When you picture someone investing, you might first think of stocks and mutual funds. If you’re getting closer to retirement age, the idea of high-risk stocks might have been replaced with index funds, bonds, and dividends. Real estate investing is on the fringe of investment strategies for any age group, and it can look like anything from flipping a home like you’d see on TLC to being a nearly identical scene to traditional stock and index fund investing. Here are three strategies to consider as you’re getting started.
Get down in the weeds with direct property ownership.
If you have a cushion of either time or money before you need to have a stable retirement fund, consider going straight into investing in individual properties. There’s a lot of profit in renting properties once you know how to decide what’s a good deal. But this functions far more like a traditional business than an investment account, so you’ll want an accountant to walk you through keeping the books and all of the technical tax moves for buying and exchanging properties without losing too much in taxes.

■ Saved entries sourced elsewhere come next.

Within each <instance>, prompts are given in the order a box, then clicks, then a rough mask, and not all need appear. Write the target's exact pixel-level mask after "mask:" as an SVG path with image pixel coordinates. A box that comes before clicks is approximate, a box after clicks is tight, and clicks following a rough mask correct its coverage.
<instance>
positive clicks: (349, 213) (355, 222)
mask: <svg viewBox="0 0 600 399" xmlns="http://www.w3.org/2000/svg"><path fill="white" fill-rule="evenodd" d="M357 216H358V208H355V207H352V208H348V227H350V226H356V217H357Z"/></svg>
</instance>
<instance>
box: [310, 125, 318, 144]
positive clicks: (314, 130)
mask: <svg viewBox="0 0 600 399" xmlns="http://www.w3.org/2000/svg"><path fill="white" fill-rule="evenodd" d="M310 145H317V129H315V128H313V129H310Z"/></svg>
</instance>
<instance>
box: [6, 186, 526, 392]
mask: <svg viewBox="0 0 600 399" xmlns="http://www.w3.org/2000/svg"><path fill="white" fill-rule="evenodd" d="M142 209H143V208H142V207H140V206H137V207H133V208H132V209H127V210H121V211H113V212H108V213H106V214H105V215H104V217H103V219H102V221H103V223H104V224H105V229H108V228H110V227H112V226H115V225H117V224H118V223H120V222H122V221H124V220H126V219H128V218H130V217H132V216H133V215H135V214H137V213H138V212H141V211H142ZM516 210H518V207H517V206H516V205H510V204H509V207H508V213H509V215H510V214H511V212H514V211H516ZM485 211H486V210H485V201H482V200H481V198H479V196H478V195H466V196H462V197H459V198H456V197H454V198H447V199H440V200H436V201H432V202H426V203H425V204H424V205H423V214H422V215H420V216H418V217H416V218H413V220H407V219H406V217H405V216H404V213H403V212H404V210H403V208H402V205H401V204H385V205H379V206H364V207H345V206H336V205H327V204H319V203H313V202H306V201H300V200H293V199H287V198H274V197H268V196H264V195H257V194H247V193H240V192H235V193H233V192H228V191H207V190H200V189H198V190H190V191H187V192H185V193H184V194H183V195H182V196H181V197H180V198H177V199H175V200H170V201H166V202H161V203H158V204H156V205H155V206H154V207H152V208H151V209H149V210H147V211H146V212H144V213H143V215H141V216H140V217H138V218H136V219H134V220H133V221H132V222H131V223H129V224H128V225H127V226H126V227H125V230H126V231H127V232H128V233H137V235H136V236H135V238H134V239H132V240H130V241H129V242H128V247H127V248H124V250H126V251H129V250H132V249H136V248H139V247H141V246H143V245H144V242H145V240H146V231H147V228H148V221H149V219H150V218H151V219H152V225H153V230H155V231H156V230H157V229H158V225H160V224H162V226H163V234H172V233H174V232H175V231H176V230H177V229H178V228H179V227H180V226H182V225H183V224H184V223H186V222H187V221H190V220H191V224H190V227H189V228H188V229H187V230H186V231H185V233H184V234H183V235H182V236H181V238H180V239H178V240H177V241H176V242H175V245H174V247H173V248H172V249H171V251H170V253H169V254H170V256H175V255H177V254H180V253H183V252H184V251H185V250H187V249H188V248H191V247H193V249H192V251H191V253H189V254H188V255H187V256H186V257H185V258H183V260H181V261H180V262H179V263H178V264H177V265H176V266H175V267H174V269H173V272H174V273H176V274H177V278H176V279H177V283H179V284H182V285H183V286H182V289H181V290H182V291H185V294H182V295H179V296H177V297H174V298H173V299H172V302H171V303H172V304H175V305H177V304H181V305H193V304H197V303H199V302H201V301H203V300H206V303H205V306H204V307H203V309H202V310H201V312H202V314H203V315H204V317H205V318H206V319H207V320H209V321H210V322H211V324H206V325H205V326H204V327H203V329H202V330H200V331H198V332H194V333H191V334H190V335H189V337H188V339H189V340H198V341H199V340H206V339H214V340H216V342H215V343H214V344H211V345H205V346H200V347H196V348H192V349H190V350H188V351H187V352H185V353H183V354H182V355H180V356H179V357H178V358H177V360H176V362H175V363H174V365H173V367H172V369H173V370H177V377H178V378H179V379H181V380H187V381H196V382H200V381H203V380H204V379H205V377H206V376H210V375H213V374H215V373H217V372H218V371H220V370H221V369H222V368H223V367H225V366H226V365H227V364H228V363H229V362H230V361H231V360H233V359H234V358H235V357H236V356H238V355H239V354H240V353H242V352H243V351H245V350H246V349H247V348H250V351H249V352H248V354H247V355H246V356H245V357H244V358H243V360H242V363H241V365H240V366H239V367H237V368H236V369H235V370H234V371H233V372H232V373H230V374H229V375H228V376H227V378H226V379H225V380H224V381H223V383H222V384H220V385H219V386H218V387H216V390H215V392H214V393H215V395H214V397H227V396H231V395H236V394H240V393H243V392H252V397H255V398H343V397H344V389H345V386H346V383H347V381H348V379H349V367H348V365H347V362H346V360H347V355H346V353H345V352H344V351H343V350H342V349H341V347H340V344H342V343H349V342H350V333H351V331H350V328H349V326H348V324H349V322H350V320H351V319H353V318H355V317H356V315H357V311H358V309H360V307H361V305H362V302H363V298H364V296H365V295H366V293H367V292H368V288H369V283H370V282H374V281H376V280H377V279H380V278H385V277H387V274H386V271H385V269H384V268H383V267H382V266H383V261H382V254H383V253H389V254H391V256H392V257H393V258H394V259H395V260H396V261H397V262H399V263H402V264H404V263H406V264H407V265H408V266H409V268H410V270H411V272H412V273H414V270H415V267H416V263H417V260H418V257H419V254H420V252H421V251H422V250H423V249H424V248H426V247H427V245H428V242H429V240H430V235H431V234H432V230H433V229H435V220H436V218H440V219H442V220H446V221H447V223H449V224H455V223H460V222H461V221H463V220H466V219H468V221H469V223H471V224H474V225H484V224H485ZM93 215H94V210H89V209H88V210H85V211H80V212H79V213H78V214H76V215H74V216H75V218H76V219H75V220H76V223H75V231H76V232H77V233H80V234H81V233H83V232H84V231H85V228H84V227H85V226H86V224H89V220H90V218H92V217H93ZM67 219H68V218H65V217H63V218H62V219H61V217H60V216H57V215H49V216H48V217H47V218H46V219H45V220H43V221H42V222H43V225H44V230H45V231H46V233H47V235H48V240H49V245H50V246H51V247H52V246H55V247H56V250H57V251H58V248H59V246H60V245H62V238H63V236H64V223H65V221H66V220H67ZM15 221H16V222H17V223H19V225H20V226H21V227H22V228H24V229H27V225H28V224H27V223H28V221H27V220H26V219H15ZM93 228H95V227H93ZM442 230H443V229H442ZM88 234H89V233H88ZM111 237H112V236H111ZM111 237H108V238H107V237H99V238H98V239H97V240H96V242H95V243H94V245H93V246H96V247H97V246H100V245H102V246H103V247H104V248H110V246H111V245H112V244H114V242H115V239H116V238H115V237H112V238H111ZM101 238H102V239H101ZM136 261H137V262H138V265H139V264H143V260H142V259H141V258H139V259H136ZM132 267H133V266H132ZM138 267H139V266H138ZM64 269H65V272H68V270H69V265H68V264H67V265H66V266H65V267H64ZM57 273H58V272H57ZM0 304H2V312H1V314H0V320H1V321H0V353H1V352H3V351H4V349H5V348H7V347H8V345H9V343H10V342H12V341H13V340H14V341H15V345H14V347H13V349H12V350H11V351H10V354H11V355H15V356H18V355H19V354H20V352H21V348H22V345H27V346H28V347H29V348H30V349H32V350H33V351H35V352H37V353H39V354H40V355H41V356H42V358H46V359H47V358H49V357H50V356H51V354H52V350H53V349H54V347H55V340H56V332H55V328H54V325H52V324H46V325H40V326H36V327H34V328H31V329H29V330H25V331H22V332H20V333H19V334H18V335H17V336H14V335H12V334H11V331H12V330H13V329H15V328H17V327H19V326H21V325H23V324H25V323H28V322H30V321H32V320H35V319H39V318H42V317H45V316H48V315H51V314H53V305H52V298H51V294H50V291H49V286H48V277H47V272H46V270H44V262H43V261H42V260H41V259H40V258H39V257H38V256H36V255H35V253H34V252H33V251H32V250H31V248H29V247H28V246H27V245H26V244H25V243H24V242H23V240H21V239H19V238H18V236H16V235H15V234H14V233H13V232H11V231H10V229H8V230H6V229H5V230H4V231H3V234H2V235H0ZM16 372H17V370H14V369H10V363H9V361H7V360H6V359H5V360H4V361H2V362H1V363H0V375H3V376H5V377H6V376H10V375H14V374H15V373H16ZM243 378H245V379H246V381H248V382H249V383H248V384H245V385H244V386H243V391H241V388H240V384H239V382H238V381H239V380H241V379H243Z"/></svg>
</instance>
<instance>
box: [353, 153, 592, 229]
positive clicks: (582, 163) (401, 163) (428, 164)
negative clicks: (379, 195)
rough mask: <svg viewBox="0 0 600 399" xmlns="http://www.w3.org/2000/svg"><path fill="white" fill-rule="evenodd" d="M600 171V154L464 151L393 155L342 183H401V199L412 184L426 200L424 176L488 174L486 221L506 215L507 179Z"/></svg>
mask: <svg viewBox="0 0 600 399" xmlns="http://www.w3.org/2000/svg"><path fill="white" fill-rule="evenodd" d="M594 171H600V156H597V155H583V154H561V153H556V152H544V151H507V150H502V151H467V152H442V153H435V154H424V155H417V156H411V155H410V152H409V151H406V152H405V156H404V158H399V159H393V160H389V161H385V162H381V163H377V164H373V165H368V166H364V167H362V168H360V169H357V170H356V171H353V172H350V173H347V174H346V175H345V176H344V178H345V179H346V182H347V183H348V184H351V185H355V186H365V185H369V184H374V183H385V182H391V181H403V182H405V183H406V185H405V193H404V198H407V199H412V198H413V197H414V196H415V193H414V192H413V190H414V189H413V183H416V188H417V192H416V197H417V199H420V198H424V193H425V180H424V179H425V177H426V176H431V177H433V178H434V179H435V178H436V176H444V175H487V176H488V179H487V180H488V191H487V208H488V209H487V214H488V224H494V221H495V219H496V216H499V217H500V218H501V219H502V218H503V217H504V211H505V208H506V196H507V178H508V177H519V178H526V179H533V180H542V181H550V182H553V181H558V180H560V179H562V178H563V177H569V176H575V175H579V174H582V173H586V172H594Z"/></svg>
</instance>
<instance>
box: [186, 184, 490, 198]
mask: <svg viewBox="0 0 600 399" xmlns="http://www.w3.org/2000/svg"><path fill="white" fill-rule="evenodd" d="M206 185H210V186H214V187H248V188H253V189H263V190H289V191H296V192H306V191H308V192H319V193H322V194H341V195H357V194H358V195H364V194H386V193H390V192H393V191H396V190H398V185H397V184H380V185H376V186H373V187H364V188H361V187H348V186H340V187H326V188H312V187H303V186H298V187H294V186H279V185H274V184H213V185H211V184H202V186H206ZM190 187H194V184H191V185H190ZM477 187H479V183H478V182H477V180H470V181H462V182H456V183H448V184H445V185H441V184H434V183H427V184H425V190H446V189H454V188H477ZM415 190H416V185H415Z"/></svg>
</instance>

Explore online crowdfunding.
Once you move out of direct property ownership, you’ve navigating back into the territory of spreadsheets and number crunching. You’re also moving away from buildings and more towards mortgages and debts. Online crowdfunding is a tool where you can invest percentages of your total allocation into small slivers of other (direct) investors’ mortgages and property improvement loans. There’s still a great deal of risk involved, but finding the right platform can give you high returns.
Invest in REITs.
With this third option, you’re investing in elements that are most similar to stocks and bonds. REITs, or Real Estate Investment Trusts, are similar to mutual funds. They’re also a good tool for diversifying your real estate investments, especially compared to direct investments.